# CALLING ALL BUILDERS



## midnightcarving (Mar 3, 2010)

Hey all; new to the forums here, this is a cool place though and an invaluable resource.

I am a college student at SUNY Oswego in upstate NY, I'm in the Technology Education department and I'm currently taking a Manufacturing Systems course. We have chosen to produce tactical flashlights.

I have built one light before, but it was a one off so i could take my time producing them, and i was not concerned about price. I need your help with a few things regarding the parts and machining of this product. Any help would be immensely appreciated

MACHINING:
We have access to 6 manual lathes and one CNC lathe and one CNC Mill. We are going to make them out of two pieces: a rear body tube and a front cap that holds everything together. We are working on a production flow currently combining both the CNC and manual lathes with automated setup.

PARTS:
SWITCH: The switch has been a real problem for us, we are going to use a switch in the tail, but we've scoured dealextreme for tail switches and only found a few (none of which we are terribly happy with) It must have a spring built in. POST ANY YOU CAN FIND FOR US PLEASE.

BATTERIES: We are going to use CR123A batts, we need a CHEAP supplier of them, we will be buying 40 for our test production run.
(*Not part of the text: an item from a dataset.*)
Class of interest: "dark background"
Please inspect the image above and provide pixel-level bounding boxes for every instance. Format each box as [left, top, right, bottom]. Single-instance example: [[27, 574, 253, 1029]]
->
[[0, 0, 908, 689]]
POST ANY SOURCE PLEASE

DROP IN MODULE: We are not interested in adding soldering to our production processes. we have enough setup time setting the lathes up. we need a cheap, relatively quality module. Currently we have this on order. Any better prices or value?
http://www.dealextreme.com/details.dx/sku.6090

SEALING: the plans we have drawn right now include a glass lens sealed with an o-ring, threads sealed with an o-ring, and a silicone tailcap cover. any other ideaS?

Thanks for any response. We plan on selling these for $25, they will be green anodized and may come with an interchangeable red lens. Will post pics of a prototype when finished.


----------



## SmurfTacular (Mar 4, 2010)

That's a good cree drop in, but I think r2's are better

http://www.dealextreme.com/details.dx/sku.11836

You have access to lathes? Do you offer any custom service?


----------



## midnightcarving (Mar 8, 2010)

yes, we have access to 1 cnc lathe and 6 manual lathes. we are cutting a prototype tomorrow. will post pics.


----------